Isle of Wight tomato and bean quesadillas
Pronounced kei-suh-dee-uh, these Mexican favourites are heated tortillas filled with your favourite food combinations.
They make a welcome change from sandwiches and are filling to keep you going all day – this recipe with beans and Isle of Wight tomatoes is delicious and nutritious!
Preparation time: 5 minutes
Cooking time: 20 minutes
- 250g Isle of Wight tomatoes
- 2 tbsp olive oil
- 1 red onion, finely chopped
- 3 garlic cloves, crushed
- 1 tsp sweet smoked paprika
- 1 tsp ground cumin
- 1 tsp chilli flakes
- 2 tins beans, we used black beans and cannellini beans, drained and rinsed
- Salt & pepper
- Four large wraps
- 120g cheddar cheese
What to do:
Chop the tomatoes into small pieces, or quarter cherry tomatoes.

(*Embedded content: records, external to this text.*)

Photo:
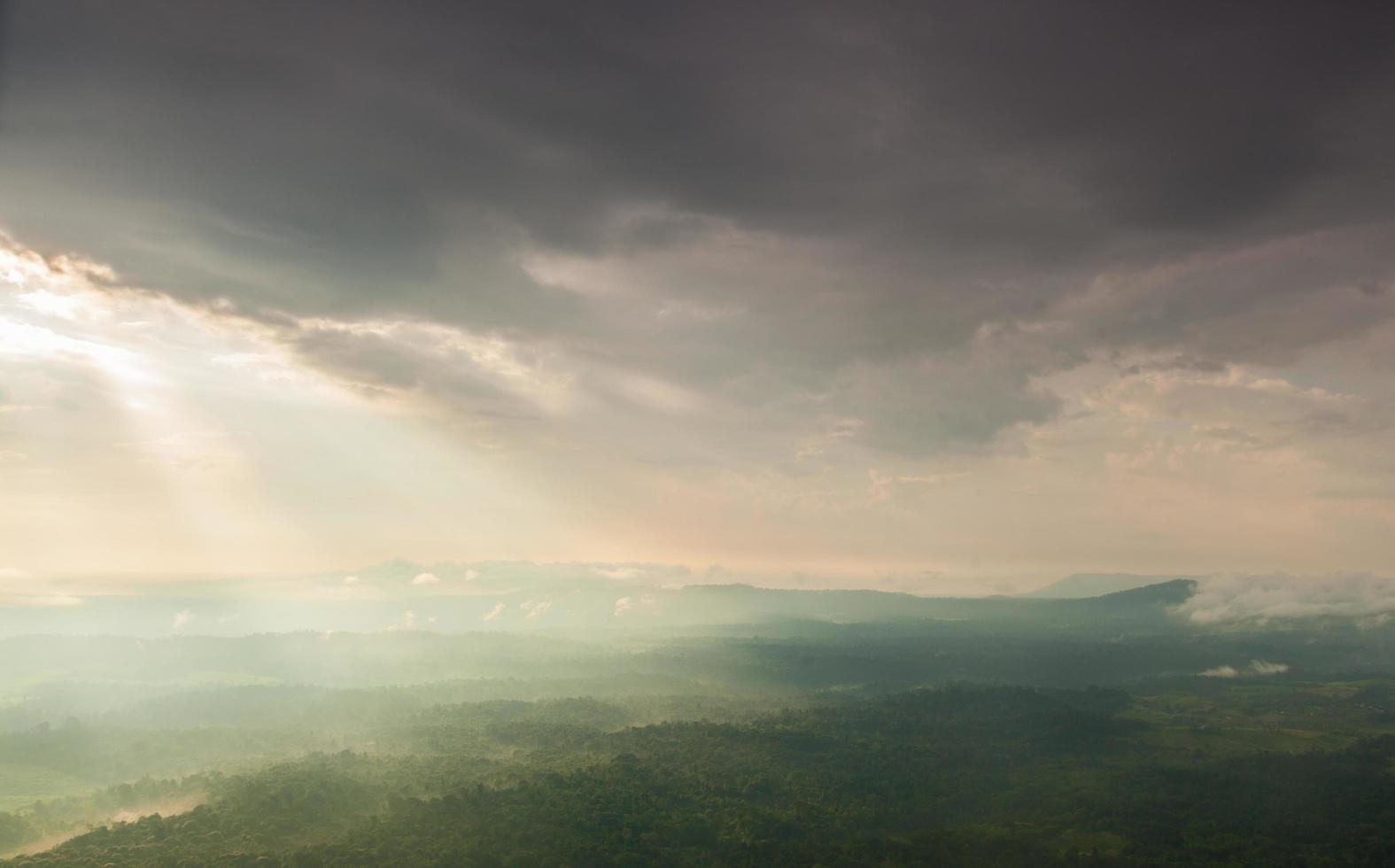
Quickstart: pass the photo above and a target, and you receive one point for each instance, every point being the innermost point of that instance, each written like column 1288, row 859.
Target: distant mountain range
column 584, row 601
column 1097, row 584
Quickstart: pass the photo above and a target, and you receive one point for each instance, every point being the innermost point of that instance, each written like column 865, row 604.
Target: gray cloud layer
column 790, row 215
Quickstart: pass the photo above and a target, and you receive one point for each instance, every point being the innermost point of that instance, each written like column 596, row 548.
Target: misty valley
column 817, row 729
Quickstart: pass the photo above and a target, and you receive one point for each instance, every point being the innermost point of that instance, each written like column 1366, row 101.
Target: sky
column 949, row 291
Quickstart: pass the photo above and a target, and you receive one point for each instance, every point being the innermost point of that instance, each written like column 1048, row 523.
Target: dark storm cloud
column 949, row 165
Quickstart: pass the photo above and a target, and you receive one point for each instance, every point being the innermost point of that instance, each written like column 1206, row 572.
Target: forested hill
column 956, row 776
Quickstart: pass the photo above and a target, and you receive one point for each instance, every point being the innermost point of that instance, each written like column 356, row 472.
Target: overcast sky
column 914, row 289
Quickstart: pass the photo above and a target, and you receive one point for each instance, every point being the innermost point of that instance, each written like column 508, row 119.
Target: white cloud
column 635, row 605
column 1221, row 671
column 1257, row 667
column 1281, row 596
column 407, row 621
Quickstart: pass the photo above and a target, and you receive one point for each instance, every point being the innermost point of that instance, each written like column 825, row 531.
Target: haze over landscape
column 696, row 433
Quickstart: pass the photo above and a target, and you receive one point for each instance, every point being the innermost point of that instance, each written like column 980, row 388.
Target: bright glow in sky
column 141, row 436
column 917, row 300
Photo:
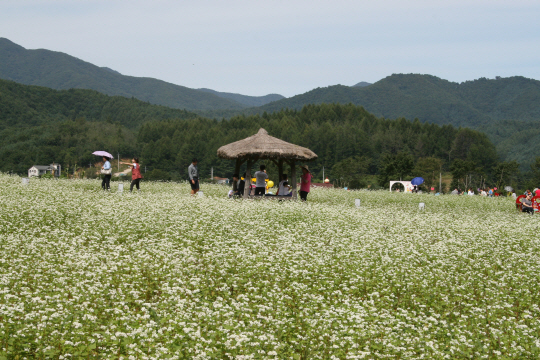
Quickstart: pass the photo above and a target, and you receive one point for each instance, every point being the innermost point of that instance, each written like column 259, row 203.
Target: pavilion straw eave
column 264, row 146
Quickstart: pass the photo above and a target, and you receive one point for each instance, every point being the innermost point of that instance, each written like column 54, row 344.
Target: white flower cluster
column 160, row 274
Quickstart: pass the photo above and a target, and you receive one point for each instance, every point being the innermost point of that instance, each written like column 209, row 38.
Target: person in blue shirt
column 106, row 169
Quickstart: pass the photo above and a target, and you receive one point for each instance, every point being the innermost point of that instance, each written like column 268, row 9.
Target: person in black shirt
column 526, row 205
column 241, row 185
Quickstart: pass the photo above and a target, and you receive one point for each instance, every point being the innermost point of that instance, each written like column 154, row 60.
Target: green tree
column 428, row 168
column 506, row 173
column 349, row 172
column 396, row 166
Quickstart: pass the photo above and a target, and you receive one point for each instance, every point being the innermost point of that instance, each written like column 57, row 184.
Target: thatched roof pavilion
column 264, row 146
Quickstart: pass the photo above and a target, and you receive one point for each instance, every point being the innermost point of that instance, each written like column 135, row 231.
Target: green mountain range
column 61, row 71
column 506, row 109
column 250, row 101
column 431, row 99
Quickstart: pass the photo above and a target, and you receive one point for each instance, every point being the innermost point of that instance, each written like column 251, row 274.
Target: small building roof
column 262, row 145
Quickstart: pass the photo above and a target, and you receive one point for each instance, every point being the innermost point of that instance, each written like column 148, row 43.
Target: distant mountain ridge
column 250, row 101
column 61, row 71
column 362, row 84
column 432, row 99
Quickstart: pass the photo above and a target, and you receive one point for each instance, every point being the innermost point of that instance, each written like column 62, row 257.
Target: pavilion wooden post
column 237, row 166
column 280, row 169
column 293, row 179
column 247, row 180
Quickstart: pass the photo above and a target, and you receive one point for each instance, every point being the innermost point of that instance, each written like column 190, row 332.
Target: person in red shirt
column 135, row 173
column 305, row 183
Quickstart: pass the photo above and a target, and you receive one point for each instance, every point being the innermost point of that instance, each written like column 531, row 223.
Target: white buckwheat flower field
column 160, row 274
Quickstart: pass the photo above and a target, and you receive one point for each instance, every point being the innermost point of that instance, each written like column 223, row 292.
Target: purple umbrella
column 417, row 181
column 103, row 153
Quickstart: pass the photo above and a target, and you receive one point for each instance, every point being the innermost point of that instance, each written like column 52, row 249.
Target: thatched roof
column 264, row 146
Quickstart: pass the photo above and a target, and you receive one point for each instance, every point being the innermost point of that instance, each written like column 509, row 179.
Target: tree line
column 354, row 147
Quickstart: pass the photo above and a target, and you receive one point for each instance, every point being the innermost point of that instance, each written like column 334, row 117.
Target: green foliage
column 61, row 71
column 429, row 168
column 350, row 172
column 395, row 166
column 157, row 175
column 506, row 173
column 41, row 126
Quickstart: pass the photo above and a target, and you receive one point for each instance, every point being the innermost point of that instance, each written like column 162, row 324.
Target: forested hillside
column 61, row 71
column 246, row 100
column 40, row 125
column 349, row 141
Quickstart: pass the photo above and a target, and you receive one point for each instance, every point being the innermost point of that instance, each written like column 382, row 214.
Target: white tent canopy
column 406, row 184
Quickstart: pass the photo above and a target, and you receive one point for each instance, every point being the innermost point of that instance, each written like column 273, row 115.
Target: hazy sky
column 286, row 47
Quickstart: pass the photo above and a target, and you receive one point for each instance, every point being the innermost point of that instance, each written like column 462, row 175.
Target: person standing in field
column 305, row 182
column 106, row 170
column 135, row 173
column 526, row 205
column 193, row 173
column 260, row 184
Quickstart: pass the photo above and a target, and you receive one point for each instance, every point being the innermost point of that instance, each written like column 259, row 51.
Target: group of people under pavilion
column 262, row 146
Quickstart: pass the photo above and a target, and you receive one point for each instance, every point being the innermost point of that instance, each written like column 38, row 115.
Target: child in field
column 260, row 184
column 283, row 188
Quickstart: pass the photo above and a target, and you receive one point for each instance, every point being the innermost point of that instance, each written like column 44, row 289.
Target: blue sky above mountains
column 285, row 47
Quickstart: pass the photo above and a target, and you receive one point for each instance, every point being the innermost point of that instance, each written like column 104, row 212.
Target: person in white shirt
column 260, row 184
column 283, row 188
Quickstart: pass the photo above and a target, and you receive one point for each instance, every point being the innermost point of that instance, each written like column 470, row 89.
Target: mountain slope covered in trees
column 431, row 99
column 40, row 125
column 61, row 71
column 245, row 99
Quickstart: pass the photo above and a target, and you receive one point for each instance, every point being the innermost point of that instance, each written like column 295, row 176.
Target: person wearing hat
column 305, row 182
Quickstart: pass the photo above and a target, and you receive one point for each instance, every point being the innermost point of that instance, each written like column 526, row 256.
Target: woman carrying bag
column 107, row 171
column 135, row 173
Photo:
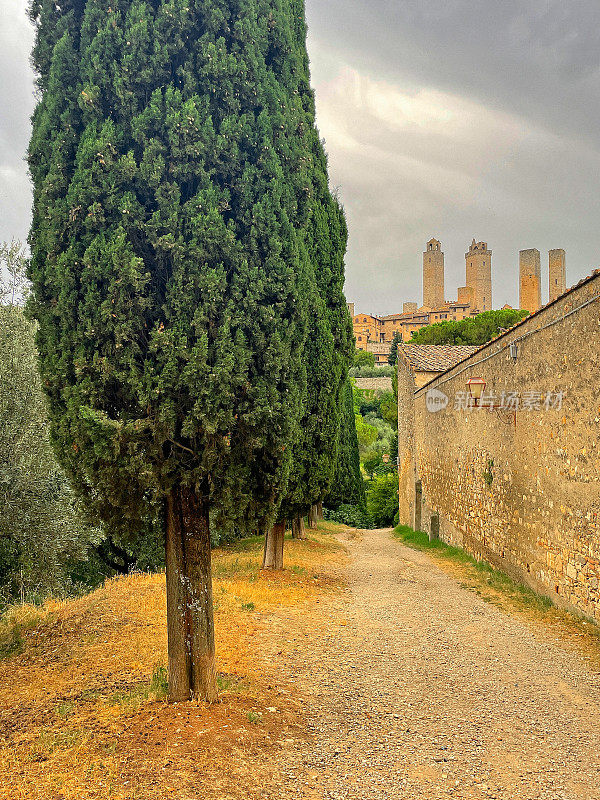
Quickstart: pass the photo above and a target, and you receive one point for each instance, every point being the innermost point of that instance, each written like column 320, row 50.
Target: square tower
column 557, row 260
column 479, row 275
column 530, row 283
column 433, row 275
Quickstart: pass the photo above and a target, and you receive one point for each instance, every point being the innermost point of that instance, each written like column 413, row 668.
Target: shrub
column 354, row 516
column 382, row 500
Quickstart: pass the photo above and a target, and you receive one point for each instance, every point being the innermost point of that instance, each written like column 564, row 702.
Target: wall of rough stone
column 520, row 491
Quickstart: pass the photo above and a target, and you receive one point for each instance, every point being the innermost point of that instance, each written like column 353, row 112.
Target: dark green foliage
column 393, row 356
column 354, row 516
column 474, row 331
column 347, row 487
column 329, row 344
column 382, row 499
column 42, row 527
column 372, row 462
column 176, row 171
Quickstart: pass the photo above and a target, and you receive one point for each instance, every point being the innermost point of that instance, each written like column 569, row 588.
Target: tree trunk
column 190, row 624
column 274, row 541
column 298, row 529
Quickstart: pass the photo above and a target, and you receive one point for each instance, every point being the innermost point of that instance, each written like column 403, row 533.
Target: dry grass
column 82, row 710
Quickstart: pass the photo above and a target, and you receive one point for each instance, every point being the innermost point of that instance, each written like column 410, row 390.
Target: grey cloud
column 517, row 164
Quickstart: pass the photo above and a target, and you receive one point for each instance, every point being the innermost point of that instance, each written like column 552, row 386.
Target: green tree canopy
column 347, row 486
column 42, row 527
column 173, row 161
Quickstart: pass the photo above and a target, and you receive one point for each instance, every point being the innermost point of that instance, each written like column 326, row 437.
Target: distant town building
column 530, row 280
column 375, row 333
column 433, row 275
column 479, row 276
column 426, row 361
column 557, row 273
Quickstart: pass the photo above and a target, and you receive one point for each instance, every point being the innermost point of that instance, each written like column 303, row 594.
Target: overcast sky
column 446, row 118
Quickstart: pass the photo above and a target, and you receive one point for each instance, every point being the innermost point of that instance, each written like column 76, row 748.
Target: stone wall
column 521, row 491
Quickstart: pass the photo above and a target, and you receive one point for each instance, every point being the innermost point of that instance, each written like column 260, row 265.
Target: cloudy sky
column 446, row 118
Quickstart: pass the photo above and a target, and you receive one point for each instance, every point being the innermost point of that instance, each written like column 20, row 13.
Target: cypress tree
column 170, row 271
column 347, row 487
column 329, row 344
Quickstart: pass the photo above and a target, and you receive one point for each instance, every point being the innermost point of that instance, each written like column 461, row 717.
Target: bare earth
column 420, row 689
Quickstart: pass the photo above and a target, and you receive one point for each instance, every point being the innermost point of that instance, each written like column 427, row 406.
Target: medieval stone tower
column 433, row 275
column 557, row 273
column 530, row 284
column 479, row 275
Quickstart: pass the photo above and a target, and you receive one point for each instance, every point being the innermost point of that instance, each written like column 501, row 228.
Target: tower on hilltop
column 479, row 275
column 530, row 280
column 433, row 275
column 558, row 273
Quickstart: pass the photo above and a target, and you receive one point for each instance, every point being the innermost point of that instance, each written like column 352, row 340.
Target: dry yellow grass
column 81, row 708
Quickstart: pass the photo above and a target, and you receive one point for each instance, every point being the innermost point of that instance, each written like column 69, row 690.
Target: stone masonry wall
column 524, row 496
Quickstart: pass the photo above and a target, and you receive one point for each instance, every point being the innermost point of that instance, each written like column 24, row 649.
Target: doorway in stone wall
column 418, row 504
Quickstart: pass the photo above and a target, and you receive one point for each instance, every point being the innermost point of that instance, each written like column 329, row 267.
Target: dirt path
column 420, row 689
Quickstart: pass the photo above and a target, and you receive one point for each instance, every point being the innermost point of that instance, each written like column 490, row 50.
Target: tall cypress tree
column 170, row 271
column 329, row 345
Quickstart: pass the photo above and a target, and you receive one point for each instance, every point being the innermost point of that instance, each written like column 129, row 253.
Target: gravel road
column 420, row 689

Heat the olive oil in a frying pan and cook the onions for about five minutes until soft but not coloured.
Add the garlic and cook for another minute. Add the spices and cook for another couple of minutes before adding the tomatoes, cook for about five minutes until they have begun to soften.
Then add the beans to the pan, crushing them slightly with the back of your spoon or a potato masher. Turn off the heat and set to one side.
Now place the first wrap in a large, dry frying pan over a medium heat for a minute or so until it has just started to colour. Turn it over and put a generous couple of spoonfuls of the bean mixture on one half of the wrap and top with cheese. Fold the wrap over to make a half moon. Press down with a spatula and allow to cook for a couple of minutes before carefully flipping over to cook the other side. Repeat with the remaining wraps.
Cut each wrap in half to make triangles and serve with guacamole, sriracha and/or yoghurt.